Pubblicato su Ilmessaggero.it il 2 dicembre 2021

di Gianni Bessi

Lo scenario globale uscito dalla COP26 di Glasgow, cioè l’impegno per la phase out dal carbone, ha riportato di moda la vecchia, ma mai dimenticata, definizione di “Guerra fredda”.

Io l’ho utilizzata più volte per definire le lotte per accaparrarsi le fonti energetiche, a cominciare dal gas naturale e mi pare che calzi a pennello per descrivere il momento attuale: non solo perché gli schieramenti nei tre grandi mercati – Nord America, Europa e Asia – presentano sistemi politici differenti, democrazie e dittature più o meno mascherate, ma anche perché, come in tutte le guerre, sono le persone comuni quelle che alla fine pagano i prezzi più alti. Insomma, l’incontro di Glasgow un risultato l’ha ottenuto: ha aumentato ancora di più il fattore strategico del gas.
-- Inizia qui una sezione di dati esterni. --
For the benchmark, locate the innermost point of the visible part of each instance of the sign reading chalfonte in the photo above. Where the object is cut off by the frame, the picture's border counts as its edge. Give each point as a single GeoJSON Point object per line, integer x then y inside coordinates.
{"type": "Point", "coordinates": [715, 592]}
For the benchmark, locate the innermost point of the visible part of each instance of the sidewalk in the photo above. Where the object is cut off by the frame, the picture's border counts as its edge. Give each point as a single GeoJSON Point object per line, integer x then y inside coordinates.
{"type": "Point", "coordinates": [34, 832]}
Fuori di metafora, l’aumento del costo del metano – scegliamo questo termine per comodità in quanto, come sottolinea sempre Leonardo Maugeri, “il metano è gas naturale, ma non tutto il gas naturale è metano” – sta mettendo sotto pressione la spesa energetica nazionale che è già altissima visto che l’Italia importa la quasi totalità delle risorse, circa 70 miliardi di mc/anno. In Europa il prezzo ha toccato i 100 euro per megawattora: questo nuovo corso sta facendo lievitare le bollette e sta mettendo in crisi anche il trasporto, perché il metano per autotrazione ha registrato incrementi fino al 100 per cento, toccando i 2 euro al metro cubo. Stiamo parlando, secondo i dati forniti da Aci, di circa 1 milione di veicoli circolanti alimentati a metano.

L’ENERGIA DI DOMANI

Il tutto, se solo ricordiamo che l’Italia possiede cospicui giacimenti di gas naturale, può tranquillamente essere definito un paradosso, come ho cercato di spiegare nel mio libro “Gas naturale. L’energia di domani”. Anzi, analizzando il problema nei suoi componenti geopolitici ed economici, ho scoperto che i paradossi legati alla nostra politica energetica sono almeno cinque. Cinque anelli di una catena che ci tiene legati all’importazione della quasi totalità delle fonti con cui produciamo energia e che sarà il vero nodo da sciogliere per il futuro economico e ambientale del mondo. Ecco allora i cinque paradossi del metano in Italia. Il primo è quello ambientale. Per trasportarlo si consuma il 25% del gas stesso, fatto che sommato alle inevitabili dispersioni dei gasdotti produce un incremento del 30% dell’effetto serra. E ricordiamo che la molecola CH4 per accendere il nostro fornello può percorre anche 4500 km dentro ai tubi della Trans-Siberian pipeline. Il secondo, economico, riguarda le tasche degli italiani: una famiglia paga circa un euro ogni metro cubo di gas che utilizza per scaldarsi, fare funzionare gli elettrodomestici e adesso, sebbene non siano ancora molto diffuse, anche ricaricare le batterie delle automobili elettriche. Se invece che “bruciare” gas d’importazione potessimo contare su quello Made in Italy estratto a chilometro zero, il costo a metro cubo precipiterebbe a 5 centesimi. Il terzo è di più ampio respiro, perché riguarda la geopolitica energetica e la sicurezza. E qui ritorna il tema della “guerra fredda” perché attorno al gas le nazioni più energivore e i player del settore stanno mettendo in atto tutte le manovre possibili per aggiudicarsi gli approvvigionamenti. Ultima in ordine di tempo quella che vede protagoniste Bielorussia, Russia e Ue, con la sua frontiera orientale costituita dalla Polonia: il casus belli è il flusso di migranti verso le nazioni europee, con la Bielorussia che ha minacciato di “chiudere i rubinetti” in caso di iniziative sanzionatorie dell’Ue (le pipeline che trasportano il gas russo passano dalla Bielorussia, oltre che dall’Ucraina).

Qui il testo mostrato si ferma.